Just watched an episode of Icons on YouTube that was fairly decent-- it covered the formation of the ESRB. While I didn't learn a whole lot from the episode that I didn't already know, its political slant made it appear more professional than the usual "cowabunga dude" casual demeanor G4 typically presents in its tripe it calls original programming. Check out the full link after the jump.
I wish the episode would have gone more into the controversy with the ESRB. Not too long ago, a Punisher video game was released for the PS2. The designer of the game was greatly upset at how the ESRB insisted upon censoring the special "violent kills" in the game; originally, they were in color and showed the full kill. In the finished version of the game, they are shown in black and white and sometimes fade to white or cut out early.
In the context of The Punisher game, the character is a lone wolf of sorts who murders drug dealers/gangsters. With certain enemies in the game, the player can have their avatar (the Punisher) interrogate them for more information. If you interrogate too hard, or if you choose, you can kill them in the aforementioned grisly scenes. I don't recall whether executing them results in a punishment, but the point is The Punisher is a dark, gritty game that got an M rating; why couldn't these "mini fatalities" be shown uncensored?
G4's Icons was pretty good for a few years there, though I would of course get frustrated at the glossing over of significant facts and events (to them, it was like the 8-bit and 16-bit computer eras were blips, often not even worth mentioning). A lot of them were written by Tina Wood, the young lady who hosted a show for a few years on G4, so I can understand the ommissions. She was too young by at least a few years to really be around for those eras and who knows what kind of researchers they had there, if any. To their credit though, they did do a special on the Apple II once, which, while obviously hole-y in coverage, was still a nice surpise. Eventually it morphed into covering "Icons" like Nolan Bushnell and classic systems and games to mostly modern stuff and development studios to a more generic "Entertainment"-centric focus now. A sad, sad transition and one indicative of the whole failed G4 network.
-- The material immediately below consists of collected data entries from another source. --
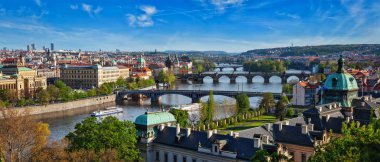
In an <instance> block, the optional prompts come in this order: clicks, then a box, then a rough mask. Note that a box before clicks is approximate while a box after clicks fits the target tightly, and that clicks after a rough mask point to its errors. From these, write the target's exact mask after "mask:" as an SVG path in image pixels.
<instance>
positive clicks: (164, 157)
mask: <svg viewBox="0 0 380 162" xmlns="http://www.w3.org/2000/svg"><path fill="white" fill-rule="evenodd" d="M164 161H165V162H168V153H166V152H165V155H164Z"/></svg>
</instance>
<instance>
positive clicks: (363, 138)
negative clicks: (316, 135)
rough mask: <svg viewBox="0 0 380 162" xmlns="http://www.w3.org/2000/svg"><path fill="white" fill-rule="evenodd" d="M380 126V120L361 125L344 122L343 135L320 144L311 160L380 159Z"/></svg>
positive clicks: (356, 159)
mask: <svg viewBox="0 0 380 162" xmlns="http://www.w3.org/2000/svg"><path fill="white" fill-rule="evenodd" d="M379 126H380V121H379V120H375V121H372V122H371V123H370V124H369V125H367V126H361V127H360V125H359V123H358V122H352V123H351V124H348V125H347V124H345V123H343V126H342V135H341V136H339V137H335V138H332V139H331V140H330V142H329V143H327V144H324V145H321V146H319V147H318V148H317V150H316V153H315V155H313V156H312V157H310V159H309V161H311V162H327V161H358V162H359V161H380V154H379V150H380V130H379V128H380V127H379Z"/></svg>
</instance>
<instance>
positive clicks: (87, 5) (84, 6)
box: [70, 3, 103, 16]
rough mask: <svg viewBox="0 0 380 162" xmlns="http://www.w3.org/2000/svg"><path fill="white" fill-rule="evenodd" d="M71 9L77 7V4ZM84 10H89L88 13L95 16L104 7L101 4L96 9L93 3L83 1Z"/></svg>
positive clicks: (86, 11)
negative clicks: (90, 4)
mask: <svg viewBox="0 0 380 162" xmlns="http://www.w3.org/2000/svg"><path fill="white" fill-rule="evenodd" d="M70 8H71V9H73V8H75V6H73V7H71V6H70ZM82 10H83V11H85V12H87V13H88V15H90V16H93V15H94V14H98V13H99V12H101V11H103V8H102V7H100V6H97V7H96V8H95V9H94V7H93V6H92V5H89V4H86V3H82Z"/></svg>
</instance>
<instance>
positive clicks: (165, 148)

One thing I've never understood is why the big boys think that "nerd" doesn't sell. I can't tell you how many people I've heard raving about the old Tech TV, almost (if not MORE so) than they did about Star Trek or what-ever. These are hardcore, able-bodied, often middle class technophiles who will watch every show and talk about it for years afterward. Yet, they claim there's no money in that; no audience; they have to get all MTV on us and show some stupid chihuha in a tutu and ADHD-style camera work to be "hip" or whatever.
Forget about it. Just give me some dusty looking guy in a pair of overalls and a billboard cap. As long as the dude can talk about hardware like he had a hand in building it, and software as though he's actually played it, I'm content. I need expertise to be happy. If I want to watch some big boobed bimbo, "gothic" prozac loser or a spastic idiot foaming at the mouth, I'll watch some other "channel." I'll take geek over shiek any **&*(& day of the week.
The MTV's of the world are scared to go with a straight "Gaming" or "Gaming-like" program because they don't think it will catch on without all kinds of glitz, glamour, flashing lights and other "in-your-face" action.
I remember last year there was a radio program on the weekends, late in the evening, that dealt primarily with Computers; both hardware and software. It also focused on gaming and usually had several reviews of games in the making and some retro. I could have listened to this everyday. There was no hype, only commercials. But the fact that it was on so late on a Sat night wasn't on accident. The program managers of the station decided that it wouldn't work during prime-time drive or any other time during the week and decided to only run it on the weekend (this, of course, was shared with the listeners and announced by the radio hosts). I know there are tons of others like me that just enjoy hearing about the latest tech stuff, including gaming, but the problem is with the suits higher up that "think" they know what the masses want.